Still I’ve carved out time now before a seminar on meta-ontology to jot down some thoughts about ‘recent’ news.

  • The Manchester congestion charge was voted down with almost 75% of people against it. It was apparent to me that during the last few months, the council almost certainly artificially engineered congestion as Ken Livingstone did in London. Traffic light timings were changed, buses were later, and there were more roadworks. Nonetheless I voted for the charge because I wanted to see improved public transportation and less cars on the road.
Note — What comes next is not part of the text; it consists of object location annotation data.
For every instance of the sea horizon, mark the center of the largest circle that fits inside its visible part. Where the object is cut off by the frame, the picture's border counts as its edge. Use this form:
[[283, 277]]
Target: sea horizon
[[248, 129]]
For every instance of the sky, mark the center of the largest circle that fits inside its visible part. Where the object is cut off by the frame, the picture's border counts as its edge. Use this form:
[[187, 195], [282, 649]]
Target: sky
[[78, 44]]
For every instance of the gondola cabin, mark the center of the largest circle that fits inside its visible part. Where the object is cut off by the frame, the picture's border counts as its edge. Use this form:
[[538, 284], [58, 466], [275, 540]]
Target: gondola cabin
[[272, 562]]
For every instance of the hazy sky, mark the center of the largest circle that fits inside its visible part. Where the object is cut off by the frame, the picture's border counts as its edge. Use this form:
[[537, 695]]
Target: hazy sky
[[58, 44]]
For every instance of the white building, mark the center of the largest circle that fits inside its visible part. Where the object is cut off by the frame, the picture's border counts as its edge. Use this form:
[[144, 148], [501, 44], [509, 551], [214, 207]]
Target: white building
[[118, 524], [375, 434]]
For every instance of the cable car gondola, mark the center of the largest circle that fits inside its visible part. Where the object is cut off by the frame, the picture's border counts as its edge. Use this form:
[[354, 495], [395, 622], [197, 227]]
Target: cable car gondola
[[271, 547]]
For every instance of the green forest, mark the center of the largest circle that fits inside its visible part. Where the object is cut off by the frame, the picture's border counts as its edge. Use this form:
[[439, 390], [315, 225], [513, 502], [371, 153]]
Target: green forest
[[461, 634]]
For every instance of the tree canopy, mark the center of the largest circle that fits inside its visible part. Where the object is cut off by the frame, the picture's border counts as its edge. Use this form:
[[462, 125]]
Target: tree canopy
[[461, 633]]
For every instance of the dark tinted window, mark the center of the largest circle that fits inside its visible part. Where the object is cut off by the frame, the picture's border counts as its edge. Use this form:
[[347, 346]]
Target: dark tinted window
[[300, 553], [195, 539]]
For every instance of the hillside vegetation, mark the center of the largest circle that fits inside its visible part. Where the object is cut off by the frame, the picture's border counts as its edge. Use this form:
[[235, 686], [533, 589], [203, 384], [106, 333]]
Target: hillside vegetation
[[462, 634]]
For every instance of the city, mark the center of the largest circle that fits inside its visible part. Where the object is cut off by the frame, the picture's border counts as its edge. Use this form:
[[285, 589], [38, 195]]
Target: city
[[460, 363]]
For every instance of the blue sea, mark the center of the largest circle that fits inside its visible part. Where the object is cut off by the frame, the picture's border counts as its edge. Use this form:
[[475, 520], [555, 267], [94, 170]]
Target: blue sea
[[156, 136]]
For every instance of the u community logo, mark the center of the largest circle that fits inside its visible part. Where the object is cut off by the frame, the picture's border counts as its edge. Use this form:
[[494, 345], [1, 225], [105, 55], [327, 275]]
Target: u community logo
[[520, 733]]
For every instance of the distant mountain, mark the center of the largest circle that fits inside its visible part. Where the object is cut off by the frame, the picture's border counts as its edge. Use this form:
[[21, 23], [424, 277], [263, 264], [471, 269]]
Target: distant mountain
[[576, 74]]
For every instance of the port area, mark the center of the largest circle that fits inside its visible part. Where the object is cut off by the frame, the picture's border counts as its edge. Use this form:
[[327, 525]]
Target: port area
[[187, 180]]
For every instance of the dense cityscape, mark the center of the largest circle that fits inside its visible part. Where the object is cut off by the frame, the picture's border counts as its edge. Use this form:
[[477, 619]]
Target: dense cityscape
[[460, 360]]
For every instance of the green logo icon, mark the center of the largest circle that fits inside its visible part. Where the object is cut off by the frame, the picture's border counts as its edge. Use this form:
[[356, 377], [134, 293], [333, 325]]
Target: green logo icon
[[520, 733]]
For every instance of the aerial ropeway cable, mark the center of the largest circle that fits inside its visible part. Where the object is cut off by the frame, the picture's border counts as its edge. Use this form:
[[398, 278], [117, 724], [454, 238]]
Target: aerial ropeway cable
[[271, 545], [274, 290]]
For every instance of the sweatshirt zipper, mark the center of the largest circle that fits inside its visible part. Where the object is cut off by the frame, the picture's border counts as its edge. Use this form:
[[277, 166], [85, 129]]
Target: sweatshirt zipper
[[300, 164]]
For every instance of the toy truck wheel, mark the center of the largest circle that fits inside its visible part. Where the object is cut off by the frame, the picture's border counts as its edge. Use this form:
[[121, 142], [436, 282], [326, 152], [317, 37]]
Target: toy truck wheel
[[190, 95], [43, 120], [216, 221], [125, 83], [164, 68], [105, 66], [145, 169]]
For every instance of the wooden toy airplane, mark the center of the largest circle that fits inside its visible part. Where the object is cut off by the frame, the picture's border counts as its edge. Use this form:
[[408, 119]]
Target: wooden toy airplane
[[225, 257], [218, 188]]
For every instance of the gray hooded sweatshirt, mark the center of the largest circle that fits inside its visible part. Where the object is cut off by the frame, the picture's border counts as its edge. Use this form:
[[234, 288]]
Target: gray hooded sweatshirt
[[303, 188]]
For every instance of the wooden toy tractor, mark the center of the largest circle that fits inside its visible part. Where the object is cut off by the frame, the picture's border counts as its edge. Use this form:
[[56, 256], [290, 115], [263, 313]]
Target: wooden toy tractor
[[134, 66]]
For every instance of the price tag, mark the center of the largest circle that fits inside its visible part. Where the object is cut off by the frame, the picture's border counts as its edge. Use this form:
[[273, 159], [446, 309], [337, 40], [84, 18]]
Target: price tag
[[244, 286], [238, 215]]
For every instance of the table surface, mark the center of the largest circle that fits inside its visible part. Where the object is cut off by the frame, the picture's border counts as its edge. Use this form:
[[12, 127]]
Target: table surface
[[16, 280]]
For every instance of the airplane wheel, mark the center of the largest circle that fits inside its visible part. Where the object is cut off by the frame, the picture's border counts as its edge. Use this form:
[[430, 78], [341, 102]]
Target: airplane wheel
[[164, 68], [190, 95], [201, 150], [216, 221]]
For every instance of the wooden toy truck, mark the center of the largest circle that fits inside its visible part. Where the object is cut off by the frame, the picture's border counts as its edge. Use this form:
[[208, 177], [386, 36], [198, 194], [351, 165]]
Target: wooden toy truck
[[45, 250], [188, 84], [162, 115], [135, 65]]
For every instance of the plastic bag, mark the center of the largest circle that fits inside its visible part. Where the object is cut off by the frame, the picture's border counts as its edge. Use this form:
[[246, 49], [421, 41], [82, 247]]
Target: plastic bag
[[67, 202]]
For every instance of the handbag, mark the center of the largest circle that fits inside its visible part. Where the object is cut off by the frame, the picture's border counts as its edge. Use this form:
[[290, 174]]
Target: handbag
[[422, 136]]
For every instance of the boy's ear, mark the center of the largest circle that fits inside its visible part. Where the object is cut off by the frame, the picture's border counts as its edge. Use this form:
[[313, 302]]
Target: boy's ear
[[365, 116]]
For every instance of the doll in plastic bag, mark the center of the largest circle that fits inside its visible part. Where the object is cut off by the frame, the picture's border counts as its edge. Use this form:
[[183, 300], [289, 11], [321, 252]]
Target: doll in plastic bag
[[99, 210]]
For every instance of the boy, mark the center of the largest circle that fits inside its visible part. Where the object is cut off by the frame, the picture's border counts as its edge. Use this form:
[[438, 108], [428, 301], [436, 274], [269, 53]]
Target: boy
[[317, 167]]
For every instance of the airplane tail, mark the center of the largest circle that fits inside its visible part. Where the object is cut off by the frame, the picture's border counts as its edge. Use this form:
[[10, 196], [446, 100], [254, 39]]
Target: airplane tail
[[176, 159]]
  • The Israel/Gaza conflict is a disgrace. How the US can sanction the Israeli attacks is beyond me. Israel has steadily been expanding into Palestinian territory for years. Obviously the whole conflict is God’s fault for promising the land to two religious groups but right now there needs to be an immediate ceasefire and laying down of arms.
  • This was not the work of UFOs.
  • A humanist slogan appearing on London buses has drawn complaints. Stephen Green of Christian Voice claims that “There is plenty of evidence for God, from people's personal experience, to the complexity, interdependence, beauty and design of the natural world.” There are counter-claims to all those arguments but I would love to see such a case go to trial - to legally settle once and for all God’s existence or non-existence. Still, not enough people realise that there are meaningful ways to live without religion or blind faith and if this campaign can raise awareness of that, then I’m all for it. The mysteries of existence are not the exclusive province of religion.
  • F. Paul Wilson claims to have invented the character of the Joker used in The Dark Knight. Reading the short story reveals that Wilson is delusional. His character bears marked differences to Heath Ledger’s portrayal: Wilson’s character has more of an emphasis on the clown aspect of the Joker (the gags, the tricks, the laugh) whereas Nolan’s Joker was more an anarchist sociopath representing the chaos to Batman’s order.

This has been a ridiculously self-indulgent post (Is all writing inherently self-indulgent? Discuss.). I will return to writing my meandering thoughts either when I get more free time or when I graduate.